Today we welcome Chinese New Year. This year, it is the Year of the Sheep. (Some say Ram, some say Goat – but it's all the same year.)

 

We've had some colourful characters over the past few years – going backwards, the horse, the snake, and the dragon. With the horse's propensity to bolt off without thinking, the snake's capacity to be unscrupulous as it seeks to get ahead, and the dragon's tumultuous storm-bringing, a gentle year is very welcome.

 

The sheep is considered fortunate in China. In the I Ching, the sheep is linked with the trigram for "The Joyous," which is an omen for good times. The sheep is thought to be gentle, kind and empathic. It is a steady, reliable animal. Productive and friendly. Not dangerous or unpredictable, like some of those we saw in recent years.

 

Chinese years go not only by the animals of the Chinese zodiac, but also by the five Chinese elements. So each year the animal is linked with an element which shapes the year's characteristics.
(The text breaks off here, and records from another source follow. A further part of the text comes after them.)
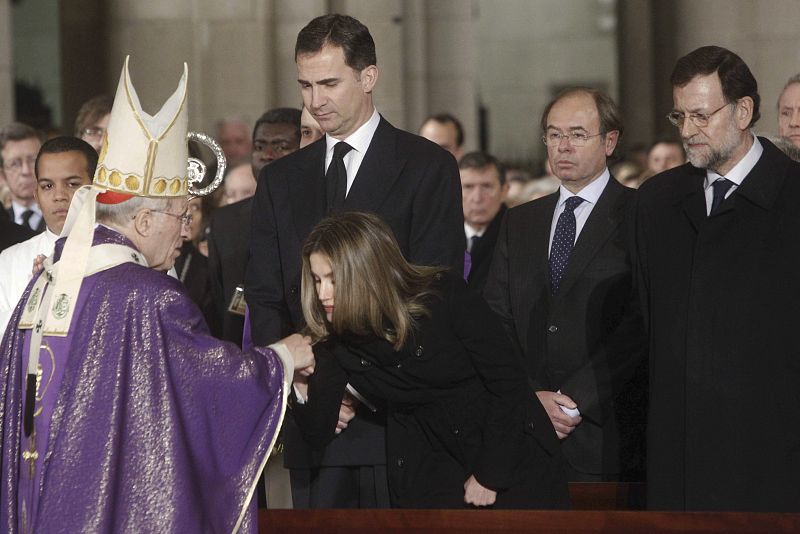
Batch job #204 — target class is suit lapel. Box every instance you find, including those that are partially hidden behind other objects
[676,163,708,232]
[286,140,326,243]
[344,117,406,211]
[558,176,625,295]
[516,195,559,299]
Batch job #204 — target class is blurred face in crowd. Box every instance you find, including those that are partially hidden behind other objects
[672,72,753,175]
[81,113,111,153]
[2,137,42,206]
[300,106,325,148]
[297,45,378,139]
[138,197,190,271]
[34,151,92,234]
[217,121,251,161]
[223,163,256,204]
[647,143,685,174]
[778,83,800,147]
[545,93,619,193]
[459,165,508,231]
[251,123,300,176]
[308,252,335,321]
[419,119,464,161]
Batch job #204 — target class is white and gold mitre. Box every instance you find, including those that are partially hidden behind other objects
[94,56,189,197]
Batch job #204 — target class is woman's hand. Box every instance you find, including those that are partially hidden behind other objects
[464,475,497,506]
[279,334,315,376]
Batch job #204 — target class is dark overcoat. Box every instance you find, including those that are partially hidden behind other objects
[633,139,800,511]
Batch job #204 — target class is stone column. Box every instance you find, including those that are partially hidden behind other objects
[0,0,14,126]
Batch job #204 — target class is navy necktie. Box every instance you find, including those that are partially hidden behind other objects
[709,178,733,215]
[325,141,353,212]
[550,197,583,295]
[22,210,36,230]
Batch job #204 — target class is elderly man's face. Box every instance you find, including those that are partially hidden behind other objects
[2,137,42,206]
[137,198,190,271]
[672,72,752,175]
[297,45,378,139]
[545,93,619,193]
[778,83,800,147]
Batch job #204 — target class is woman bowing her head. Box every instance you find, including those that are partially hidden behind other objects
[295,212,569,508]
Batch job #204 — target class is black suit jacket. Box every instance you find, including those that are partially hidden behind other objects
[484,177,644,474]
[634,139,800,512]
[467,204,507,293]
[3,207,47,235]
[294,273,569,508]
[0,216,36,252]
[245,118,464,474]
[208,198,253,346]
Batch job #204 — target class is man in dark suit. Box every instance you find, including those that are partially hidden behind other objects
[458,152,508,293]
[484,88,644,481]
[0,210,36,252]
[208,108,300,345]
[245,11,464,507]
[634,46,800,512]
[0,122,45,233]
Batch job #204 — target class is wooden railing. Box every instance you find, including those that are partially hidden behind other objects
[259,483,800,534]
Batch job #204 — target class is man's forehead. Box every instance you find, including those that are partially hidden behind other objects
[2,137,42,154]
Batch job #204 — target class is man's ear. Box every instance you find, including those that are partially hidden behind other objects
[360,65,378,93]
[605,130,619,157]
[734,96,753,130]
[133,208,154,237]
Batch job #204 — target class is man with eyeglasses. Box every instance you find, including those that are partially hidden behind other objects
[633,46,800,512]
[0,122,45,233]
[484,88,644,482]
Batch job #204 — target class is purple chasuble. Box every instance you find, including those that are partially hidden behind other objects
[0,226,285,532]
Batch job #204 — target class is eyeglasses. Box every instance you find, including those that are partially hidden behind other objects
[81,128,106,139]
[3,156,36,173]
[667,102,736,128]
[542,130,605,150]
[150,210,192,226]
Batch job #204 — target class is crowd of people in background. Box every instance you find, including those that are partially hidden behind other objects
[0,15,800,524]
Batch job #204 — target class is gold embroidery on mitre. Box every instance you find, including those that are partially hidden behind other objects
[125,174,139,191]
[97,132,108,165]
[153,178,167,195]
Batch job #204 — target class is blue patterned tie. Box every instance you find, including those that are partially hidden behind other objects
[550,197,583,295]
[709,178,733,215]
[325,141,353,212]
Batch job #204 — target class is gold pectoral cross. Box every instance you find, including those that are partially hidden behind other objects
[22,431,39,480]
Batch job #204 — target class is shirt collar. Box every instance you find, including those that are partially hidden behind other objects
[558,167,611,208]
[325,108,381,156]
[464,223,486,240]
[703,135,764,189]
[11,200,42,217]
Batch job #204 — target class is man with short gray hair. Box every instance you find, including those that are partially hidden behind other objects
[484,88,644,482]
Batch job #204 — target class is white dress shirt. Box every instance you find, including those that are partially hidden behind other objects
[547,168,611,257]
[0,229,58,338]
[703,135,764,215]
[325,108,381,194]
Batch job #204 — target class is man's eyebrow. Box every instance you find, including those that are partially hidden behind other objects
[297,78,341,85]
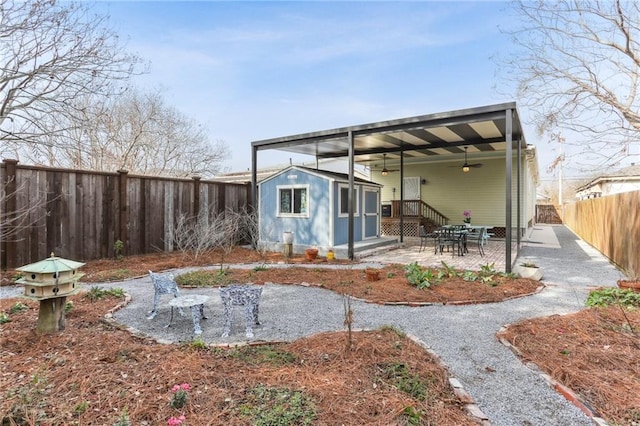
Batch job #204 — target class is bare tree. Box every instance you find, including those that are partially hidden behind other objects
[174,207,247,270]
[0,0,140,158]
[504,0,640,170]
[32,89,229,177]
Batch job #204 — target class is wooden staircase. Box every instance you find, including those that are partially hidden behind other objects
[381,200,449,237]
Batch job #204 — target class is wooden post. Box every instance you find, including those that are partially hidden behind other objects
[38,296,67,334]
[191,176,200,218]
[0,159,18,269]
[117,170,129,256]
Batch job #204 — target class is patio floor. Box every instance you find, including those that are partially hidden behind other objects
[361,237,518,271]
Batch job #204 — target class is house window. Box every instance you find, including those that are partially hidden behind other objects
[338,185,360,216]
[278,186,309,217]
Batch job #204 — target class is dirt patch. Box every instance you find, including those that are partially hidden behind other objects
[0,295,475,425]
[499,306,640,425]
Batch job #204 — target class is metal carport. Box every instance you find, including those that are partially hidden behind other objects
[251,102,527,272]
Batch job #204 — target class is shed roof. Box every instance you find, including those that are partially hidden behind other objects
[252,102,526,164]
[258,166,382,187]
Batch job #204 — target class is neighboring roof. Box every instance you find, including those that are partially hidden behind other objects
[259,166,382,187]
[252,102,527,168]
[576,164,640,192]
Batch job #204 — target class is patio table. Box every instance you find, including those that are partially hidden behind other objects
[167,294,209,335]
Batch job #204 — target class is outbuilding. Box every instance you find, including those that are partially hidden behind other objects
[258,166,381,253]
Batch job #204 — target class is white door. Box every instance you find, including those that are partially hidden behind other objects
[403,176,420,216]
[404,176,420,200]
[362,188,380,239]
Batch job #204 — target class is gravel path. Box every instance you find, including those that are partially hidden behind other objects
[0,225,620,426]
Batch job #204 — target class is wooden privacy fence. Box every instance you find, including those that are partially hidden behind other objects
[536,204,562,224]
[0,160,251,269]
[563,191,640,275]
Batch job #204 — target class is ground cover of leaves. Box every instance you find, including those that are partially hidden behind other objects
[0,294,475,425]
[0,248,640,426]
[499,306,640,426]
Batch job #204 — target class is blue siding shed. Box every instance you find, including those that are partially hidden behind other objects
[258,166,381,251]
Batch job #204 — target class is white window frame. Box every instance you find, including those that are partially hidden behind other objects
[338,184,360,217]
[276,185,311,218]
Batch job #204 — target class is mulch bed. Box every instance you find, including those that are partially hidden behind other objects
[499,306,640,426]
[0,248,640,426]
[0,295,476,425]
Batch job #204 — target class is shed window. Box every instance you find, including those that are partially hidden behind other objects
[339,185,360,216]
[278,187,309,216]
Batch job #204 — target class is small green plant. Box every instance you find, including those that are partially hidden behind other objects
[9,302,29,314]
[380,325,407,338]
[188,336,208,351]
[113,240,124,260]
[113,407,131,426]
[405,262,439,290]
[462,270,480,281]
[239,384,316,426]
[402,405,422,426]
[85,286,124,302]
[440,260,458,278]
[227,345,296,367]
[171,383,191,409]
[381,362,427,401]
[585,287,640,308]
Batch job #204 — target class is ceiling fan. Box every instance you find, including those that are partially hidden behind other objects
[380,154,399,176]
[449,146,482,173]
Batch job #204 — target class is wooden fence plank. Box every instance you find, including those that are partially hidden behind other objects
[564,191,640,275]
[0,160,250,269]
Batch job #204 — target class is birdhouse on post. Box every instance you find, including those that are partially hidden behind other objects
[16,253,84,333]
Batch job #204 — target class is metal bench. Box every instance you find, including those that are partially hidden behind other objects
[147,271,184,319]
[220,284,262,339]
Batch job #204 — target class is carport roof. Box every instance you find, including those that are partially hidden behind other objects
[252,102,526,164]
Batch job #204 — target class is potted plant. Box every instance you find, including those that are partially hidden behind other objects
[517,261,542,281]
[462,210,471,225]
[304,247,318,260]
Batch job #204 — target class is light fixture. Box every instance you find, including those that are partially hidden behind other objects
[380,154,389,176]
[462,146,469,173]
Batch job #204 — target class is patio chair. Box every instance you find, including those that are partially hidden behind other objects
[436,228,466,256]
[147,271,184,319]
[418,225,438,253]
[467,227,489,257]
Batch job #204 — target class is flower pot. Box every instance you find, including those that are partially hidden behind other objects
[282,231,293,244]
[618,280,640,293]
[364,268,380,281]
[517,265,542,281]
[304,249,318,260]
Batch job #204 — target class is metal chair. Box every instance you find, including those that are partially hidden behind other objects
[467,226,489,257]
[418,225,438,253]
[436,228,465,256]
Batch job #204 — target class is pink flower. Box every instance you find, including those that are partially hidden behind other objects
[167,416,187,426]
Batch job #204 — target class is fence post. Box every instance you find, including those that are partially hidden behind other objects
[216,182,227,213]
[191,176,200,223]
[0,159,18,269]
[118,170,129,256]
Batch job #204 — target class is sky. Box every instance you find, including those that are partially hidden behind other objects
[96,1,584,179]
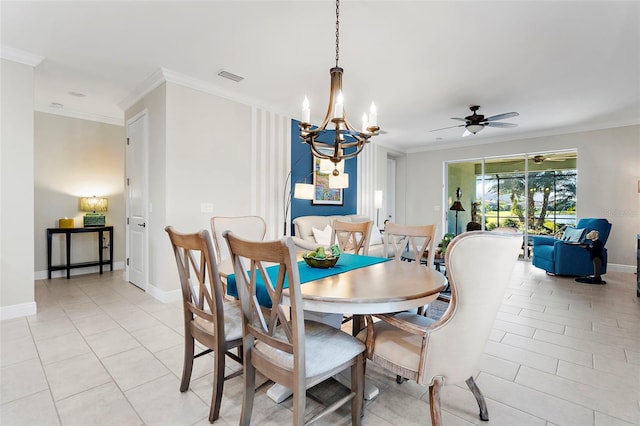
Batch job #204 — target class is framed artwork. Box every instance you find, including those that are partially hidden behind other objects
[311,149,343,206]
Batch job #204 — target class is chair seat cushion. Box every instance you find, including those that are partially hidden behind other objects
[358,312,435,371]
[193,301,242,341]
[254,320,365,378]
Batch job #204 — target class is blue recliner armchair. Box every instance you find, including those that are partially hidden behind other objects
[532,218,611,276]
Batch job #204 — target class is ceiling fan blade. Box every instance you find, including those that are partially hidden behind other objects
[429,124,464,132]
[484,122,518,128]
[485,112,520,121]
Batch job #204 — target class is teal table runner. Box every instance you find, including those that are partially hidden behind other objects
[227,253,389,307]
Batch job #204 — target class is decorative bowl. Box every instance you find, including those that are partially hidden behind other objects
[302,255,340,269]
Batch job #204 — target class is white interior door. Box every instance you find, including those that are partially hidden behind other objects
[126,111,148,290]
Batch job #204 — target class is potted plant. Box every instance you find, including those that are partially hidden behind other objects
[436,232,456,257]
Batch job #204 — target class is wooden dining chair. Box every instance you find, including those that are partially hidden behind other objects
[210,216,267,297]
[384,222,437,268]
[331,220,373,256]
[224,231,365,425]
[165,226,242,423]
[358,231,522,426]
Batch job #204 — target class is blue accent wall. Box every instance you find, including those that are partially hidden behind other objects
[291,120,358,233]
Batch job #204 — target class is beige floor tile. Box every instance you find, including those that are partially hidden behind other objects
[0,390,60,426]
[86,328,140,358]
[477,373,593,426]
[102,347,171,391]
[493,318,536,337]
[516,367,640,424]
[484,341,558,373]
[36,331,91,364]
[480,354,520,381]
[520,309,591,330]
[0,359,49,404]
[72,312,120,336]
[112,307,161,332]
[131,324,184,352]
[533,330,625,361]
[57,382,141,426]
[0,318,31,344]
[556,361,640,392]
[44,353,112,401]
[0,336,38,367]
[595,411,638,426]
[502,330,593,366]
[565,325,640,352]
[30,315,77,341]
[497,312,565,337]
[125,375,209,425]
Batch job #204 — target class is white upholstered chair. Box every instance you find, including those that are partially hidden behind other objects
[358,231,522,426]
[165,226,242,423]
[224,232,365,425]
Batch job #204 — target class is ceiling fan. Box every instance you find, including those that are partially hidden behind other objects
[431,105,520,137]
[530,153,576,164]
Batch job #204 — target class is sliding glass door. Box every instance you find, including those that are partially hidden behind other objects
[445,151,577,258]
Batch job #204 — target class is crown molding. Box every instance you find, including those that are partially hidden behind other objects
[34,106,124,126]
[118,68,291,117]
[118,68,166,111]
[0,46,44,68]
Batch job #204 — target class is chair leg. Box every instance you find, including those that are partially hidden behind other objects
[351,354,365,426]
[429,377,442,426]
[240,350,256,426]
[180,336,195,392]
[209,345,225,423]
[466,376,489,422]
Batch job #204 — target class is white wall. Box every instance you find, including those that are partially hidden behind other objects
[0,59,36,319]
[34,112,125,278]
[406,126,640,266]
[125,82,290,300]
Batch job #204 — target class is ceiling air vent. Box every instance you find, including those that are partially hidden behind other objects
[218,70,244,83]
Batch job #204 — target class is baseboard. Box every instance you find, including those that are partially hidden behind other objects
[0,302,38,321]
[147,284,182,303]
[34,262,124,280]
[607,263,638,274]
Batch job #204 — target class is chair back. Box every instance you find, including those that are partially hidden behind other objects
[223,231,305,380]
[384,222,437,267]
[331,220,373,256]
[417,231,522,385]
[165,226,225,342]
[211,216,267,263]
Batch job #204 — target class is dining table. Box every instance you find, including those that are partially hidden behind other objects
[225,253,447,402]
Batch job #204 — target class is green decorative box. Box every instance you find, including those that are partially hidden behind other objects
[84,213,106,226]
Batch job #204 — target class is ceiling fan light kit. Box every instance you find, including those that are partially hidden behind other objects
[431,105,520,137]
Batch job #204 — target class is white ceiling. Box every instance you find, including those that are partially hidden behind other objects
[0,0,640,152]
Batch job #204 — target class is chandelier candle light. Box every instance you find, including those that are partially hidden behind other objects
[299,0,380,176]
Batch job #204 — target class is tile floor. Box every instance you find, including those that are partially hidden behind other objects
[0,262,640,426]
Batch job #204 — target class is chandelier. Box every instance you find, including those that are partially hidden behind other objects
[298,0,380,176]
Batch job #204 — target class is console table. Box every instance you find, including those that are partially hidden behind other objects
[47,226,113,279]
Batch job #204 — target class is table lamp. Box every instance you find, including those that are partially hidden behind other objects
[449,188,465,235]
[80,195,108,226]
[373,191,382,228]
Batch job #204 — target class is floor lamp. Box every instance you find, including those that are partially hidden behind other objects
[449,200,464,235]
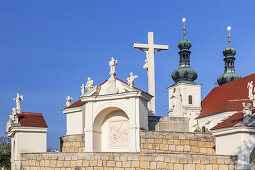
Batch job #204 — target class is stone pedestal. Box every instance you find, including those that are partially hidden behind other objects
[148,116,189,132]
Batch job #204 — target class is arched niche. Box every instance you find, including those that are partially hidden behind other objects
[93,107,130,152]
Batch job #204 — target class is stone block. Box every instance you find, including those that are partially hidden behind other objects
[150,162,157,169]
[131,161,140,168]
[196,164,206,170]
[174,164,183,170]
[157,162,167,169]
[122,161,131,168]
[205,165,213,170]
[184,164,196,170]
[106,161,115,167]
[140,161,150,169]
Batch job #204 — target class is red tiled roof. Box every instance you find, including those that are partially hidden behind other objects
[17,112,48,128]
[198,74,255,117]
[65,99,85,109]
[211,112,243,130]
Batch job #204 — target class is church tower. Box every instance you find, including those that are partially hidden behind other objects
[168,18,201,131]
[217,26,241,85]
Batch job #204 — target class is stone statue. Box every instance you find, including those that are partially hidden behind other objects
[66,96,73,107]
[109,57,117,76]
[85,77,95,91]
[81,84,85,96]
[127,72,138,87]
[13,93,23,113]
[247,81,254,100]
[171,87,183,116]
[12,108,17,116]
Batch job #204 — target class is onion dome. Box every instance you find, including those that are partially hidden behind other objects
[177,36,191,50]
[217,26,241,85]
[171,18,197,82]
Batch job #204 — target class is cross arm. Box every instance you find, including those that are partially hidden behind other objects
[153,44,168,50]
[133,43,149,49]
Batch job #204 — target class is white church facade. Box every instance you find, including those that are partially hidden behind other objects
[6,19,255,170]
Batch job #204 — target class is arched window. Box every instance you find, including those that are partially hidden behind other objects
[189,95,192,104]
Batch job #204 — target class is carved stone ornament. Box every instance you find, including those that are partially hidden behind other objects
[109,120,129,148]
[127,72,138,87]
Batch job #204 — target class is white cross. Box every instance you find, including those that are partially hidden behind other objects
[134,32,168,114]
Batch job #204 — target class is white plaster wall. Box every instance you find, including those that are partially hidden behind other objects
[168,83,201,132]
[213,129,255,169]
[66,111,84,135]
[84,93,148,152]
[14,132,47,160]
[168,83,201,113]
[101,110,130,152]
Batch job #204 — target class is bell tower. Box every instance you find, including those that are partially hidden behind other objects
[168,18,201,131]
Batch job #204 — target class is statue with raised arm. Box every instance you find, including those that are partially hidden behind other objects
[127,72,138,87]
[81,84,85,96]
[171,87,183,116]
[13,93,23,113]
[66,96,73,107]
[85,77,95,91]
[109,57,117,76]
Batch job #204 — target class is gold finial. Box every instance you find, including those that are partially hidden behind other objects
[182,18,186,37]
[227,26,231,44]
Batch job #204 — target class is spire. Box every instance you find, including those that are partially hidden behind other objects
[171,18,197,82]
[217,26,241,85]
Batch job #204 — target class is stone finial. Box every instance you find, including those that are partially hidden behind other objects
[85,77,95,91]
[13,93,23,114]
[127,72,138,87]
[81,84,85,96]
[109,57,117,77]
[66,96,73,107]
[247,81,255,100]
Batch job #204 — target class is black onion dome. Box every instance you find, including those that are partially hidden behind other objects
[177,37,191,50]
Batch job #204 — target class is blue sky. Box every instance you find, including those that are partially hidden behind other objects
[0,0,255,149]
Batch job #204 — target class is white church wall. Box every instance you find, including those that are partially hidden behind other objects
[66,111,84,135]
[8,127,47,169]
[84,91,148,152]
[168,83,201,132]
[63,104,86,135]
[197,111,237,130]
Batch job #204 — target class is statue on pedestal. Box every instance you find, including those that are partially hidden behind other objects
[13,93,23,114]
[66,96,73,107]
[85,77,95,91]
[127,72,138,87]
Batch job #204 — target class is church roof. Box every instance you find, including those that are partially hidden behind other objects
[198,74,255,118]
[211,111,243,130]
[17,112,48,128]
[211,108,255,130]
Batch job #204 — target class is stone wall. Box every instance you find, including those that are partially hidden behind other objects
[148,116,189,132]
[140,131,215,154]
[21,153,237,170]
[60,135,85,152]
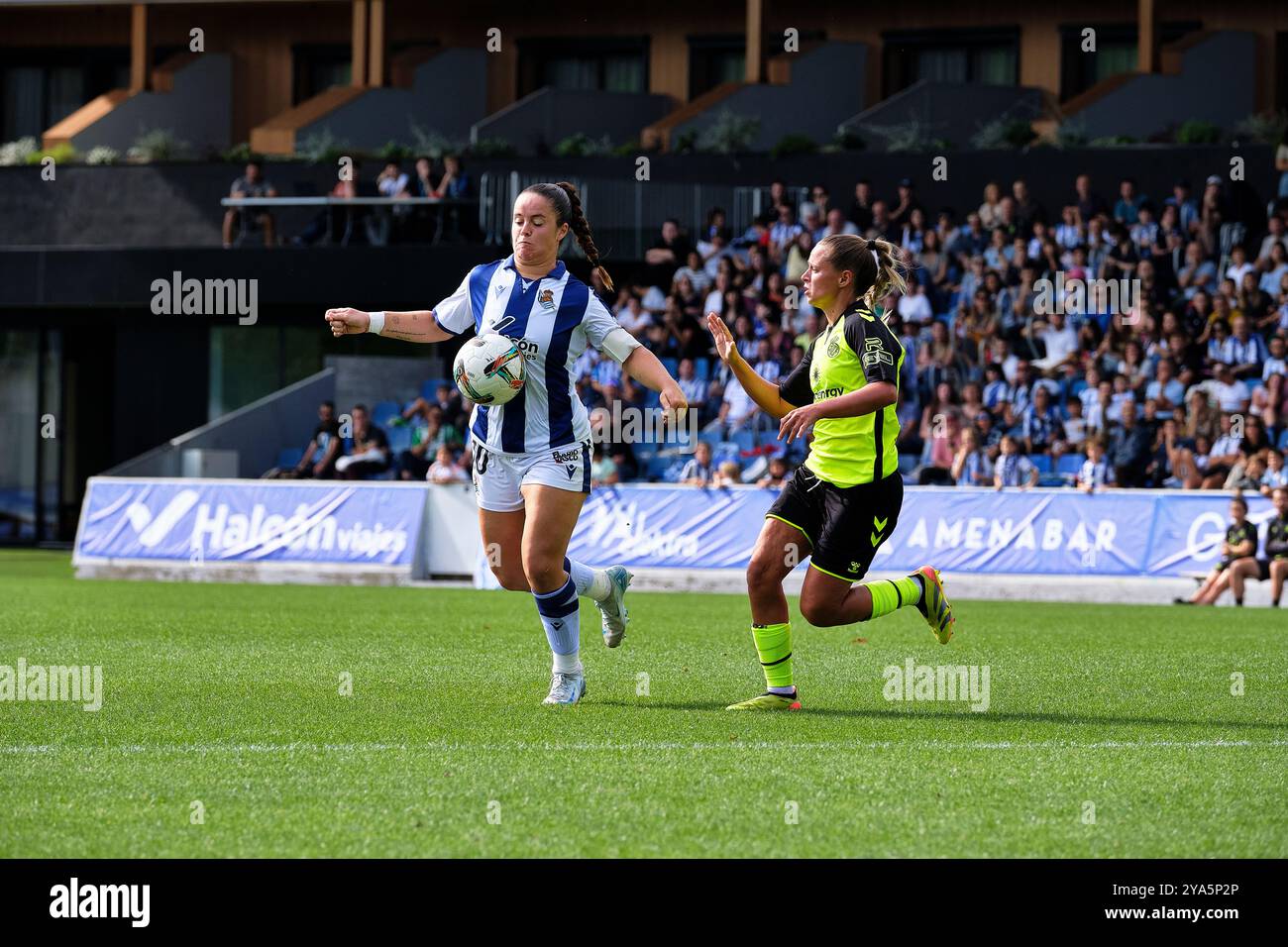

In 2015 the element is wood, so what we have is the Year of the Wood Sheep.

 

Wood is the sign of spring, of growth, so combining animal and element what we have for 2015 is a year of gentle growth, of friendship and productivity, of steadily moving forward.

 

That's not a bad year for martial artists. I often tell my students of people who come to me, and after a single hour exclaim that they have found their salvation, that their lives will now change forever, that they will become disciples of the martial arts and dedicate their lives to following my teaching. This happens more often than you might imagine, and I always respond with caution. With caution, because more often than not I never see them again.

 

It can be a similar story with some of the people who do stay, flinging themselves into all and everything, flying through the martial arts sky like a star. Too often a falling star.... such exuberance over the first few months is sometimes the mark of a true talent, but more often the overcombustion that leads to burn out.

 

People ask me, "can you tell right at the beginning who will become a black belt?" I always respond that grit and family support have more to do with progress in the martial arts than speed or agility. Similarly, I look around the room for the unsung ones; the people who just train steadily, week after week; the people who seem to learn a little at a time, but retain what they learn; the people who are still there a year later, and another year, and another year, gradually improving, just plodding on. Commonly, the route to true greatness in the martial arts is just plodding on.

 

So, welcome to the year of the Wood Sheep, and as it plods on may it bring you good joyousness, friendship, and good fortune.